Eagles trade down, then make a surprising move by drafting Louisville DE/LB Marcus Smith.

Louisville defensive lineman Marcus Smith runs a drill at the NFL football scouting combine in Indianapolis, Monday, Feb. 24, 2014. (Michael Conroy/AP)
Louisville defensive lineman Marcus Smith runs a drill at the NFL football scouting combine in Indianapolis, Monday, Feb. 24, 2014. (Michael Conroy/AP)Read more

THE EAGLES had never gone into a draft with as few picks as the six they entered the NFL selection meet with last night, so what they ended up doing in the first round shouldn't have come as a big surprise.

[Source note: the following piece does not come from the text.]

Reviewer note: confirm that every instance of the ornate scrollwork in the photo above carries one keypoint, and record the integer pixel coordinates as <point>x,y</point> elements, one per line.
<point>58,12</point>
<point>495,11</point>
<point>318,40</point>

At least, the part where they added a pick through trading down.

The part where they drafted a guy – Louisville linebacker/defensive end Marcus Smith -- in the first round whom most fans had never heard of, well, that should have come as a surprise. A big old surprise.

With Texas A&M quarterback Johnny Manziel still sitting and sipping water at Radio City Music Hall when the Birds' 22nd overall selection arrived, they traded back with the Browns, picking up a third round pick tonight, 83rd overall, for moving from 22nd to 26th.

There was a lot of buzz for a few minutes about Eagles coach Chip Kelly and Manziel, since Kelly recruited Manziel to Oregon, and Kelly described himself recently as heartbroken when Manziel decommitted, but Kelly is not coaching in the Pac-12 anymore, and Kelly has a quarterback named Nick Foles, who threw 27 touchdown passes and two interceptions last season.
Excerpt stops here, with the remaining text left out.